The music for “Rasa”, by Zakir Hussain, is identifiably from India. The movement King made for the start of the piece could, however, be interpreted as animal stalking. Some of it might even be inserted into “Migration” Part 1 and not seem out of place. So much for interpreting the action literally! Only later in “Rasa” do passages have the patter pulse of India’s Khatak style of dancing – Khatak scrambled.
Choreography that isn't shaped by all the music’s aspects often hasn't a strong sense of form. One can loose the sense of path in “Migration” with its 6 parts and in “Rasa” with its 9 parts despite the demarked sections with their variations on dance themes or new motifs. That disturbs. It is akin to what happens at times in works by Cunningham. No goal is in sight. Movement and dancing just keep coming. The reassurance of a set destination, though, is something neither of these choreographers has been known to promise.
So, is Alonzo King’s Lines a ballet company or not? Not one toe shoe turned up on stage at Goucher, although King has had his women use pointes in other works – and use them idiomatically, not as stilts like Alvin Ailey had Judith Jamison do. Plenty of pirouettes can be found in King’s pieces, thrown in sometimes for fun like in French ballet. King is more classical technically and in his casting than Mark Morris who gives his dancers a balletic workout but one that’s loosely so. Musically, Morris is stricter and conveys more urgency of form. Does it matter? Consumers insist that labeling does. There are people who dote on ballet and want only to see it used fully and normally. Others, although dance lovers, loathe ballet technique and the stylization it produces. I wouldn’t send either type of customer to Lines. Alonzo King likes to work not within such limits but beyond.

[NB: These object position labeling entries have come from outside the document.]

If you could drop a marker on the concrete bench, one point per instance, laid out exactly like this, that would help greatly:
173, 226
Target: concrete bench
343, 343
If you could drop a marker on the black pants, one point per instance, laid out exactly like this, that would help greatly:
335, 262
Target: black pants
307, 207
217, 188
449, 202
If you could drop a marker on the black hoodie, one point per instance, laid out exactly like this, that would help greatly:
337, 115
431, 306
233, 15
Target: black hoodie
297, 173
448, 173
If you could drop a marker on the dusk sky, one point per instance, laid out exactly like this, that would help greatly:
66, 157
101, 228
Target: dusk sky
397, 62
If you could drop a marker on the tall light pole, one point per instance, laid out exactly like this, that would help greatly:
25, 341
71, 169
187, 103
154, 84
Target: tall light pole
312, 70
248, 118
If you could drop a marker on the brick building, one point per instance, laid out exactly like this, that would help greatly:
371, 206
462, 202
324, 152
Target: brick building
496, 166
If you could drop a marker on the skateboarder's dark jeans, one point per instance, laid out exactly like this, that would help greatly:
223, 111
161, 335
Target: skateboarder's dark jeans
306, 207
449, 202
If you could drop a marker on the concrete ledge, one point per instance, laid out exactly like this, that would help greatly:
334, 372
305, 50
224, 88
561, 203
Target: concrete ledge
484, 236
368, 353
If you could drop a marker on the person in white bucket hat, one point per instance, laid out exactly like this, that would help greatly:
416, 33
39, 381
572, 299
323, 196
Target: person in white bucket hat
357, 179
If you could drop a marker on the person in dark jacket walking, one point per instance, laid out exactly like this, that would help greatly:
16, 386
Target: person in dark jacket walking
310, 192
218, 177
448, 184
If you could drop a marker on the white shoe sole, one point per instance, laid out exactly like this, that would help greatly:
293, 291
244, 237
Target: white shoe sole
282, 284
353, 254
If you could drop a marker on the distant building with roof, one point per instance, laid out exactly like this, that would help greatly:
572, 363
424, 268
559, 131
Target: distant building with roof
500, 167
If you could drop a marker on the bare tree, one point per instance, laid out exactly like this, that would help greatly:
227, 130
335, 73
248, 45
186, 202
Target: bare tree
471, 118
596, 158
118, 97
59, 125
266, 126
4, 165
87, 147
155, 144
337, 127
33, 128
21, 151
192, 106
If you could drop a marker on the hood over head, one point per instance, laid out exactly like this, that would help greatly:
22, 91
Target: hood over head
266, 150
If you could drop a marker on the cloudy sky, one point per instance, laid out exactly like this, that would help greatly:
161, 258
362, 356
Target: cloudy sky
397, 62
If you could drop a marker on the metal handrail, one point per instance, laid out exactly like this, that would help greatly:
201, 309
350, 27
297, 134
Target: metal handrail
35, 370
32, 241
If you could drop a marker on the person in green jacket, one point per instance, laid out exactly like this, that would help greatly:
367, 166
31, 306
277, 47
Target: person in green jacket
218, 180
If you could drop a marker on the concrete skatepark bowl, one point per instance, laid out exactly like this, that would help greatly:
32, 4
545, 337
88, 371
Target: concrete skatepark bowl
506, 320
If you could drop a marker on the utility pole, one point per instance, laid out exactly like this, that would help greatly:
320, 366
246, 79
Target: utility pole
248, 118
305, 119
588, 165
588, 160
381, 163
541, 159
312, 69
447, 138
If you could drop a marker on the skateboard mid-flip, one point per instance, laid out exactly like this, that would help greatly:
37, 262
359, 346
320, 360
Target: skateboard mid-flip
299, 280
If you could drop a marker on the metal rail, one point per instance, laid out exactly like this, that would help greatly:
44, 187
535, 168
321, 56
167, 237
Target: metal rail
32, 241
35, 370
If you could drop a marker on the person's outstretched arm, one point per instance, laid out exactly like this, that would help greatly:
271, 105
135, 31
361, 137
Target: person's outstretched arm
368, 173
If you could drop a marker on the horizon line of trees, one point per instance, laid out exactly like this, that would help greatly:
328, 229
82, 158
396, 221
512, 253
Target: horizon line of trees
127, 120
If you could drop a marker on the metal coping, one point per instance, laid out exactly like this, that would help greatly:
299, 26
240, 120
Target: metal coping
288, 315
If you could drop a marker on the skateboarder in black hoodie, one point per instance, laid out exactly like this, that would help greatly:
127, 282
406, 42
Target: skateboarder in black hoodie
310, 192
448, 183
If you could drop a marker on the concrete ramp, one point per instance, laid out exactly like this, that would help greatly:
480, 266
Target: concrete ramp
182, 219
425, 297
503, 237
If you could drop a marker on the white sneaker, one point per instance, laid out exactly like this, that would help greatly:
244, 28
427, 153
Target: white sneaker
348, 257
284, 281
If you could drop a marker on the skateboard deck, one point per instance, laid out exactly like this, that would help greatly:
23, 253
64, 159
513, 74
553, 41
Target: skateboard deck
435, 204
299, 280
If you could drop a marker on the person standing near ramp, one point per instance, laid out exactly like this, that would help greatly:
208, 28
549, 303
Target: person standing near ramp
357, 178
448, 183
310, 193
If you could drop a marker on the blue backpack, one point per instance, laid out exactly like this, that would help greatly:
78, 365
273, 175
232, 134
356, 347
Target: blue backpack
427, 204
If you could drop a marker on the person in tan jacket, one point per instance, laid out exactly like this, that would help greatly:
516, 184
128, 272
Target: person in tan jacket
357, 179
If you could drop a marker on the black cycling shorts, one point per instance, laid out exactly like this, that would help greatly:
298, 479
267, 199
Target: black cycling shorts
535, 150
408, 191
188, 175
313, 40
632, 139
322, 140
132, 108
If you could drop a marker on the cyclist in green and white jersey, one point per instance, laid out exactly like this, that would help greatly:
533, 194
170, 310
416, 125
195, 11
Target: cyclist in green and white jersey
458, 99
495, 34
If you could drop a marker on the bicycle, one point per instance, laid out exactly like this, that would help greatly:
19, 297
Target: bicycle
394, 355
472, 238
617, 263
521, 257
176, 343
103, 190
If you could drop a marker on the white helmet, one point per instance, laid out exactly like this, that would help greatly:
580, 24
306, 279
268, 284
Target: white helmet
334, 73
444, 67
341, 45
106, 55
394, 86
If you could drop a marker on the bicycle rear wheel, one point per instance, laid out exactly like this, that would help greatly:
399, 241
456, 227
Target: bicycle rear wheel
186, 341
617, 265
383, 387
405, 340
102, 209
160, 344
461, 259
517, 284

[Robert Rosenwasser, associate artistic director of Lines, and ballet master Arturo Fernandez undoubtedly share in producing the Lines look. On the company’s roster are four women (Meredith Webster, Laurel Keen, Caroline Rocher and Ashley Jackson) plus five men (Bert Conway, David Harvey, Corey Scott-Gilbert, Keelan Whitmore and Ricardo Zayas). Lines' performances March 13 & 14 at Goucher College were part of the American College Dance Festival Association's Mid-Atlantic Conference.]